Le financement, principal défi du nucléaire africain
Pour concrétiser les ambitions africaines, le Président du Conseil a présenté les obstacles au financement des projets de développement nucléaire. En effet, ces projets nucléaires requièrent des investissements importants et s’inscrivent dans des cycles particulièrement longs. Ils nécessitent donc des structures financières capables d’accompagner des projets dont les horizons se mesurent en décennies.
« Le financement reste l’un des défis les plus importants du déploiement nucléaire en Afrique. Les projets nucléaires exigent des investissements considérables sur le long terme et des structures de financement capables de gérer les risques sur plusieurs décennies. », a expliqué le Président du conseil.
Faure Gnassingbé a estimé que l’évolution de l’environnement financier international pouvait ouvrir de nouvelles perspectives, ceci dans la mesure où il est nécessaire de transformer les réflexions et les recommandations en mécanismes opérationnels permettant effectivement aux pays africains d’accéder aux financements nécessaires.

Passer de la réflexion à l’action et la solution NEISA
La problématique du financement des projets nucléaires portée par le Symposium est en phase avec les travaux du Nuclear Energy Innovation Summit for Africa (NEISA), dont la deuxième édition s’est tenue cette année à Kigali, au Rwanda. Et dans ce sens, on comprend mieux l’importance que le Togo accorde au NEISA.
Ainsi, le forum a permis de franchir un nouveau pallier dans le débat nucléaire africain, en faisant évoluer les discussions vers des questions plus concrètes. Il s’agit particulièrement de la préparation institutionnelle, du financement, de la formation, du développement des capacités industrielles ainsi que de la réglementation et des conditions de déploiement.
L’expérience togolaise mise en avant
Pour illustrer cette approche nouvelle, le Président du Conseil a exposé l’expérience togolaise. Membre de l’Agence internationale de l’énergie atomique (AIEA) depuis 2012, le pays a progressivement engagé la construction de son environnement institutionnel et réglementaire.

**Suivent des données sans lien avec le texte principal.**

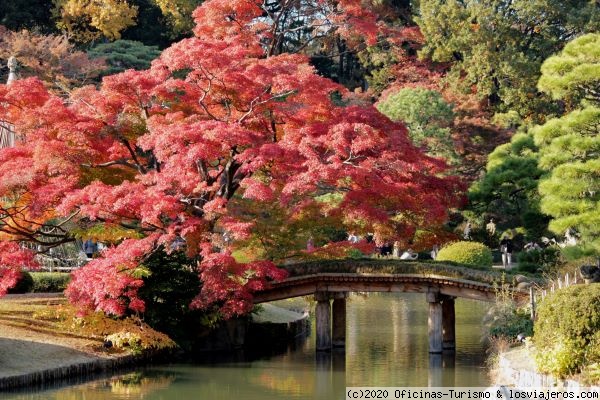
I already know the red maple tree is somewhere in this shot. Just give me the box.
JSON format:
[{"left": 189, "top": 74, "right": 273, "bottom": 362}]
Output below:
[{"left": 0, "top": 0, "right": 462, "bottom": 316}]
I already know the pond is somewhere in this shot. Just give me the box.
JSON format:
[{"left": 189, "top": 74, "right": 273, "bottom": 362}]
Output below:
[{"left": 0, "top": 293, "right": 490, "bottom": 400}]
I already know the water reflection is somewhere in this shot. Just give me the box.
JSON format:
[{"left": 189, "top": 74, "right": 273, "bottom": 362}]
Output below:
[{"left": 0, "top": 294, "right": 489, "bottom": 400}]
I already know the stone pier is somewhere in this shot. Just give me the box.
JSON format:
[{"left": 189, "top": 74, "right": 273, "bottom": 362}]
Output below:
[
  {"left": 315, "top": 292, "right": 348, "bottom": 351},
  {"left": 442, "top": 296, "right": 456, "bottom": 350},
  {"left": 315, "top": 292, "right": 331, "bottom": 351},
  {"left": 427, "top": 291, "right": 443, "bottom": 353},
  {"left": 331, "top": 292, "right": 348, "bottom": 347}
]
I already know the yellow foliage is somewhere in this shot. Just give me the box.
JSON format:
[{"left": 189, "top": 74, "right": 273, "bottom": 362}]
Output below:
[
  {"left": 154, "top": 0, "right": 201, "bottom": 33},
  {"left": 53, "top": 0, "right": 137, "bottom": 43}
]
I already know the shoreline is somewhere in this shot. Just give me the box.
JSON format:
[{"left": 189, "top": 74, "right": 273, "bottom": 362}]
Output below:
[
  {"left": 0, "top": 293, "right": 307, "bottom": 392},
  {"left": 0, "top": 293, "right": 149, "bottom": 391},
  {"left": 492, "top": 346, "right": 600, "bottom": 391}
]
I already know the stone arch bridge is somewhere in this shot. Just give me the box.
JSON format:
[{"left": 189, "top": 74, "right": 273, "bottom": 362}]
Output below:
[{"left": 254, "top": 260, "right": 527, "bottom": 353}]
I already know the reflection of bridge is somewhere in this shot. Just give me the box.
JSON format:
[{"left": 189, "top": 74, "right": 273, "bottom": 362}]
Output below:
[{"left": 254, "top": 260, "right": 521, "bottom": 353}]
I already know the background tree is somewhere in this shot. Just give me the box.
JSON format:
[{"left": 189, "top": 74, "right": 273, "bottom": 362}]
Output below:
[
  {"left": 0, "top": 0, "right": 462, "bottom": 316},
  {"left": 417, "top": 0, "right": 600, "bottom": 119},
  {"left": 377, "top": 88, "right": 458, "bottom": 164},
  {"left": 469, "top": 131, "right": 549, "bottom": 244},
  {"left": 0, "top": 26, "right": 105, "bottom": 92},
  {"left": 88, "top": 40, "right": 160, "bottom": 75},
  {"left": 52, "top": 0, "right": 137, "bottom": 43},
  {"left": 0, "top": 0, "right": 56, "bottom": 34},
  {"left": 534, "top": 34, "right": 600, "bottom": 256}
]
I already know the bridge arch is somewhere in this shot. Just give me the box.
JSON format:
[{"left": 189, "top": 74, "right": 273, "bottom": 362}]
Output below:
[{"left": 254, "top": 260, "right": 525, "bottom": 353}]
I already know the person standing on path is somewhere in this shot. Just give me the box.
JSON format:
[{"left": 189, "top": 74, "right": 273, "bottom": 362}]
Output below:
[{"left": 500, "top": 234, "right": 513, "bottom": 269}]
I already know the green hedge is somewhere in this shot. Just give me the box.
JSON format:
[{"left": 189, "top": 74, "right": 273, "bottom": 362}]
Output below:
[
  {"left": 435, "top": 241, "right": 492, "bottom": 268},
  {"left": 31, "top": 272, "right": 71, "bottom": 293},
  {"left": 533, "top": 283, "right": 600, "bottom": 377},
  {"left": 8, "top": 271, "right": 34, "bottom": 294}
]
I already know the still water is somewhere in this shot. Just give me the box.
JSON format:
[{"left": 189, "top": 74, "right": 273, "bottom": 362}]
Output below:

« Le Togo est membre de l’AIEA depuis 2012 et nous avons progressivement renforcé notre cadre national pour l’utilisation sûre et pacifique des technologies nucléaires. En janvier 2025, nous avons créé notre Commissariat à l’énergie atomique. Plus récemment, nous avons signé un nouveau cadre de coopération avec l’AIEA. Dans le même temps, nous évaluons les technologies susceptibles de répondre à nos besoins futurs, ainsi que les partenariats et mécanismes de financement nécessaires. », a-t-il souligné.
Rappelant les engagements pris dans le cadre de la deuxième édition du Nuclear Energy Innovation Summit for Africa (NEISA), tenue à Kigali, au Rwanda, Faure Gnassingbé a déclaré que le Togo «a choisi d’engager sa préparation à l’utilisation de la science et de la technologie nucléaires dans le cadre de son développement et de sa sécurité énergétique. Nous comprenons qu’un développement nucléaire responsable commence bien avant la construction du premier réacteur. »

Notons que l’intervention du Président Faure Essozimna Gnassingbé à Londres a également été marquée par une annonce à portée internationale : l’adhésion du Togo à la Déclaration visant à tripler la capacité nucléaire mondiale d’ici 2050, lancée à l’occasion de la COP28.
Par cette décision, le pays entend prendre sa part aux efforts internationaux visant à renforcer la contribution de l’énergie nucléaire à la sécurité énergétique et à la lutte contre le changement climatique, tout en réaffirmant son attachement aux principes de sûreté, de sécurité et d’utilisation exclusivement pacifique des technologies nucléaires.